Aims We aimed to evaluate the prognostic value of routine use of PCR amplification of immunoglobulin gene rearrangements in bone marrow (BM) staging in patients with follicular lymphoma (FL).

Methods Clonal rearrangements were assessed by immunoglobulin heavy and light-chain gene rearrangement analysis in BM aspirates from 96 patients diagnosed with FL and related to morphological detection of BM involvement in biopsies. In 71 patients, results were also compared with concurrent flow cytometry analysis.

Results BM involvement was detected by PCR in 34.4% (33/96) of patients. The presence of clonal rearrangements by PCR was associated with advanced clinical stage (I–III vs IV; p<0.001), high FL International Prognostic Index (FLIPI) score (0–1, 2 vs ≥3; p=0.003), and detection of BM involvement by morphology and flow cytometry analysis (p<0.001 for both). PCR-positive patients had a significantly poorer survival than PCR-negative patients (p=0.001, log-rank test).

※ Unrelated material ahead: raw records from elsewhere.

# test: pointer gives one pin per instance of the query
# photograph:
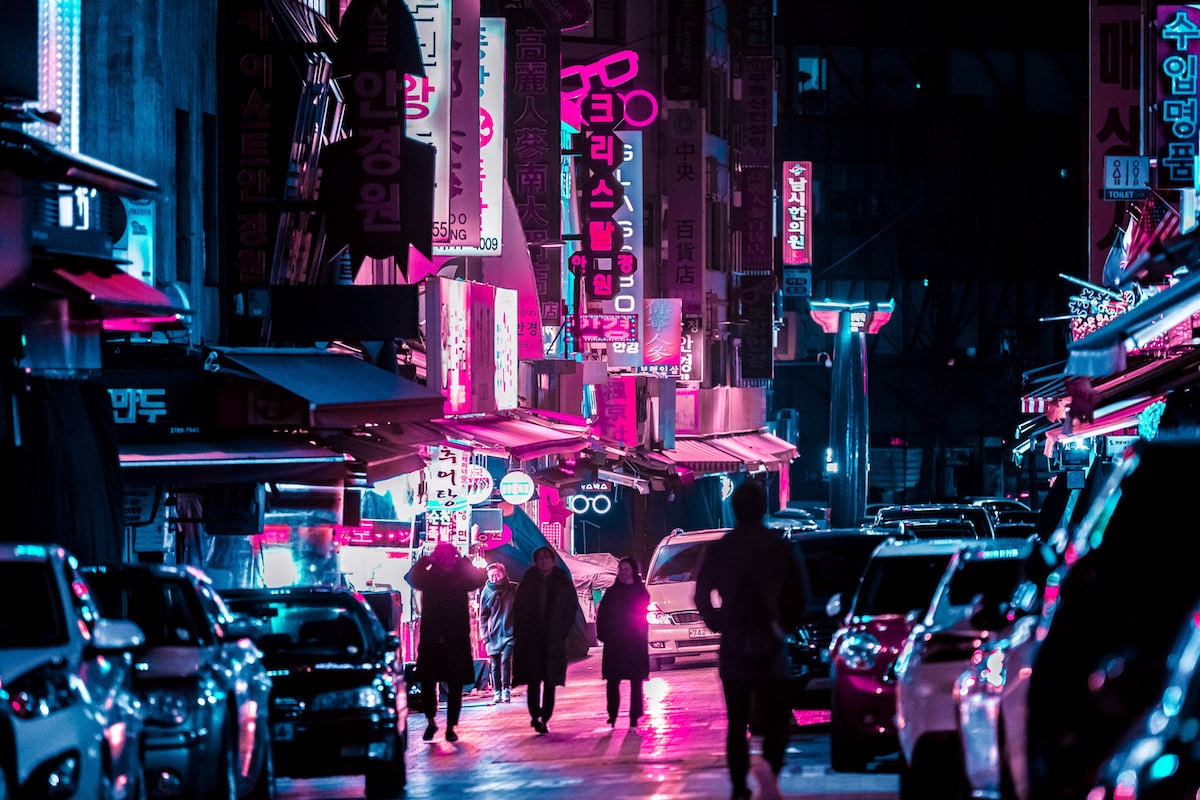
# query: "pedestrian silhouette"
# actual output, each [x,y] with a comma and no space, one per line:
[624,630]
[762,594]
[543,614]
[443,654]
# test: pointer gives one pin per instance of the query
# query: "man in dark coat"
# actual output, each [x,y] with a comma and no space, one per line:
[624,630]
[763,593]
[443,653]
[543,615]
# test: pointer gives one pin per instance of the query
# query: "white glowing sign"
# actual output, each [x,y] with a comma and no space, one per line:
[516,487]
[427,100]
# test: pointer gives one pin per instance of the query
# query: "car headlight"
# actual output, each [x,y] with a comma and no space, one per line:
[365,697]
[168,708]
[45,691]
[858,650]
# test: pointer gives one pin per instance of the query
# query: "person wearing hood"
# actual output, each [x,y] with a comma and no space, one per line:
[496,629]
[624,630]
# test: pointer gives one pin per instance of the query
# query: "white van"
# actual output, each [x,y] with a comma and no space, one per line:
[676,626]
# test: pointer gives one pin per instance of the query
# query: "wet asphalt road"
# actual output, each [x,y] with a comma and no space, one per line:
[676,753]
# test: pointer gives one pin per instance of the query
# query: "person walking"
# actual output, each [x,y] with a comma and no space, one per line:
[763,593]
[496,624]
[624,630]
[544,611]
[445,579]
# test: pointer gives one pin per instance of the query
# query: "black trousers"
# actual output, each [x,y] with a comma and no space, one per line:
[773,701]
[635,698]
[540,699]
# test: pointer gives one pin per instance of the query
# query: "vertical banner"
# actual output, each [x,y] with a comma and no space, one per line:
[1177,72]
[462,227]
[1115,116]
[532,122]
[617,409]
[427,101]
[685,185]
[448,343]
[797,210]
[664,336]
[507,350]
[628,289]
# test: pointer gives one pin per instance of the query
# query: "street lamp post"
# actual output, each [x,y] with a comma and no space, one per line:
[849,410]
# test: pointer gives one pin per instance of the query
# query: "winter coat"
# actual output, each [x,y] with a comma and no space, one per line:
[444,648]
[763,593]
[622,626]
[540,630]
[496,614]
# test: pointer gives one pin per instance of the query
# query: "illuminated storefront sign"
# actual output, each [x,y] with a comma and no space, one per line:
[1177,72]
[516,487]
[427,101]
[797,218]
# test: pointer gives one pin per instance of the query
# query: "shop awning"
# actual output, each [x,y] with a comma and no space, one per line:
[124,302]
[505,437]
[340,390]
[373,456]
[757,451]
[243,461]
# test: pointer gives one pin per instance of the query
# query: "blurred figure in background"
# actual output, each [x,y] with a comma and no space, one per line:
[443,653]
[496,624]
[543,615]
[623,627]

Thirteen patients positive by PCR but without morphologically detectable BM involvement, had significantly poorer survival than patients with negative morphology and negative PCR result (p=0.002). The poor survival associated with BM involvement by PCR was independent of the FLIPI score (p=0.007, Cox regression). BM involvement by morphology or flow cytometry did not show a significant impact on survival.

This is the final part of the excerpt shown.